Load Amazon S3 data into BigQuery

You can load data from Amazon S3 to BigQuery using the BigQuery Data Transfer Service for Amazon S3 connector. With the BigQuery Data Transfer Service, you can schedule recurring transfer jobs that add your latest data from Amazon S3 to BigQuery.

Before you begin

Before you create an Amazon S3 data transfer:

Verify that you have completed all actions required to enable the BigQuery Data Transfer Service.
Create a BigQuery dataset to store your data.
Create the destination table for your data transfer and specify the schema definition. The destination table must follow the table naming rules. Destination table names also support parameters.
Retrieve your Amazon S3 URI, your access key ID, and your secret access key. For information on managing your access keys, see the AWS documentation.
If you intend to setup transfer run notifications for Pub/Sub, you must have pubsub.topics.setIamPolicy permissions. Pub/Sub permissions are not required if you just set up email notifications. For more information, see BigQuery Data Transfer Service run notifications.

Limitations

Amazon S3 data transfers are subject to the following limitations:

The bucket portion of the Amazon S3 URI cannot be parameterized.
Data transfers from Amazon S3 with the Write disposition parameter set to WRITE_TRUNCATE will transfer all matching files to Google Cloud during each run. This may result in additional Amazon S3 outbound data transfer costs. For more information on which files are transferred during a run, see Impact of prefix matching versus wildcard matching.
Data transfers from AWS GovCloud (us-gov) regions are not supported.
Data transfers to BigQuery Omni locations are not supported.
Depending on the format of your Amazon S3 source data, there may be additional limitations. For more information, see:
The minimum interval time between recurring data transfers is 1 hour. The default interval for a recurring data transfer is 24 hours.

Required permissions

Ensure that you have granted the following permissions.

Required BigQuery roles

To get the permissions that you need to create a BigQuery Data Transfer Service data transfer, ask your administrator to grant you the BigQuery Admin (roles/bigquery.admin) IAM role on your project. For more information about granting roles, see Manage access to projects, folders, and organizations.

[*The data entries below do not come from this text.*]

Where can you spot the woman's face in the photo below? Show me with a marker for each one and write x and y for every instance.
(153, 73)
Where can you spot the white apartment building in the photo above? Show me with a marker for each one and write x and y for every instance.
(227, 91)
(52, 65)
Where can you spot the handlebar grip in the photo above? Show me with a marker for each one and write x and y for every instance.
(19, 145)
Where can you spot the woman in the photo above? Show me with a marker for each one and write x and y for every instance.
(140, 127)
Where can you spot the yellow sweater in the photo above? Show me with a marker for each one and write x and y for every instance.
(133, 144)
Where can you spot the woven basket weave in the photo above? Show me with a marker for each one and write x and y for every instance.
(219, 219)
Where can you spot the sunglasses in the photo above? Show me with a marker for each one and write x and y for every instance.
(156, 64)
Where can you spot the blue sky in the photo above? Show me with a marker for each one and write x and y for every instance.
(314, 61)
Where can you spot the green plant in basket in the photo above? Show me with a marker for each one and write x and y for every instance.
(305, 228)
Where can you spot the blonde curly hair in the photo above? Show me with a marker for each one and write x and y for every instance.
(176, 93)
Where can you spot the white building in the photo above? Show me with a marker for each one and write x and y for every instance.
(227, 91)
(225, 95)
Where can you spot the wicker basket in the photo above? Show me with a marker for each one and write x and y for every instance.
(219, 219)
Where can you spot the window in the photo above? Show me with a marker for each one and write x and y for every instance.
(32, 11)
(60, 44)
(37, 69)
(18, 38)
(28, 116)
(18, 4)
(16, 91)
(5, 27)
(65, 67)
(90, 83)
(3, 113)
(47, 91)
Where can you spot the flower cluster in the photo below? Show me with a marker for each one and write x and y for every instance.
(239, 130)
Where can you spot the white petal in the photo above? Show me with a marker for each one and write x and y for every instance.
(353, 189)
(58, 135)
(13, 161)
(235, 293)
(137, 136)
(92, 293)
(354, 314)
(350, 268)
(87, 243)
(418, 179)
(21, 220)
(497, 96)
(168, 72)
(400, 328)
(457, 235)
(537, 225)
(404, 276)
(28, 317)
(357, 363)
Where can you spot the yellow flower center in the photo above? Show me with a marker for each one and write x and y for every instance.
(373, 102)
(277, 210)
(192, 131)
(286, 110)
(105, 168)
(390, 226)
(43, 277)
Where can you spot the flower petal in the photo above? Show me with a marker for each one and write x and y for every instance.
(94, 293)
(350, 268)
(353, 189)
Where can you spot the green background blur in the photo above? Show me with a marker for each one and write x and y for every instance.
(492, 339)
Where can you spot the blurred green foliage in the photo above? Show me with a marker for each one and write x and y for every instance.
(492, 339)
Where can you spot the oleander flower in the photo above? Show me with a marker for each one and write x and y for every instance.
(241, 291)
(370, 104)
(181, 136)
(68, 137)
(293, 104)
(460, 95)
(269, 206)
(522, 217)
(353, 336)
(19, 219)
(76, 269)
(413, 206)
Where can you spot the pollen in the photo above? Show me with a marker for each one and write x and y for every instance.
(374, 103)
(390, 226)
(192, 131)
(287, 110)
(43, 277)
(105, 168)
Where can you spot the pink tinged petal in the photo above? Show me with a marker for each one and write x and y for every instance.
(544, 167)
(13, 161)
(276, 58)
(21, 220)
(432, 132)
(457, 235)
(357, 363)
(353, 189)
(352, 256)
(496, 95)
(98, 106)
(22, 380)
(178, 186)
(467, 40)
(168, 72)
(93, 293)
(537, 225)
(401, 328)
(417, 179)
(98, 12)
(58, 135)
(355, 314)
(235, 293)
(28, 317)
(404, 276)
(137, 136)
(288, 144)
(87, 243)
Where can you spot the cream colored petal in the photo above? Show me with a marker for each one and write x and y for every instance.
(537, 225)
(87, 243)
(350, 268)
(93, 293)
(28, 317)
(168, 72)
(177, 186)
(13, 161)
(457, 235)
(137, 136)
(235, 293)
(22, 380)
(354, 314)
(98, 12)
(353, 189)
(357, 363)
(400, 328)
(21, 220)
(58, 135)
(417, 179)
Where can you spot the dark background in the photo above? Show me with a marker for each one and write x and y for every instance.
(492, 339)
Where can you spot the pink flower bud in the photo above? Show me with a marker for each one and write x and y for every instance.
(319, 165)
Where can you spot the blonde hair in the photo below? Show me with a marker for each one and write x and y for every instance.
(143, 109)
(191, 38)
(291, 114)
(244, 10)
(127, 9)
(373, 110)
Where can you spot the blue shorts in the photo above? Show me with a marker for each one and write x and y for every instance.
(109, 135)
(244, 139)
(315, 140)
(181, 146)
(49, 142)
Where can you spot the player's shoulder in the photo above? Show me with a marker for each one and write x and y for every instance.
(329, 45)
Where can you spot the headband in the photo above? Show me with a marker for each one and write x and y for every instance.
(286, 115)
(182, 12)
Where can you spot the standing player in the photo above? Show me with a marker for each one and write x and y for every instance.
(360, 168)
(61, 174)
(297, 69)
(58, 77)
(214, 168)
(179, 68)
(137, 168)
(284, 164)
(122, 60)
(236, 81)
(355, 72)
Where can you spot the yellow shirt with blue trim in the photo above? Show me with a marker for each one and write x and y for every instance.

This predefined role contains the permissions required to create a BigQuery Data Transfer Service data transfer. To see the exact permissions that are required, expand the Required permissions section:

Required permissions

The following permissions are required to create a BigQuery Data Transfer Service data transfer:

BigQuery Data Transfer Service permissions:
- bigquery.transfers.update
- bigquery.transfers.get
BigQuery permissions:
- bigquery.datasets.get
- bigquery.datasets.getIamPolicy
- bigquery.datasets.update
- bigquery.datasets.setIamPolicy
- bigquery.jobs.create

You might also be able to get these permissions with custom roles or other predefined roles.

For more information, see Grant bigquery.admin access.

Required Amazon S3 roles

Consult the documentation for Amazon S3 to ensure you have configured any permissions necessary to enable the data transfer. At a minimum, the Amazon S3 source data must have the AWS managed policy AmazonS3ReadOnlyAccess applied to it.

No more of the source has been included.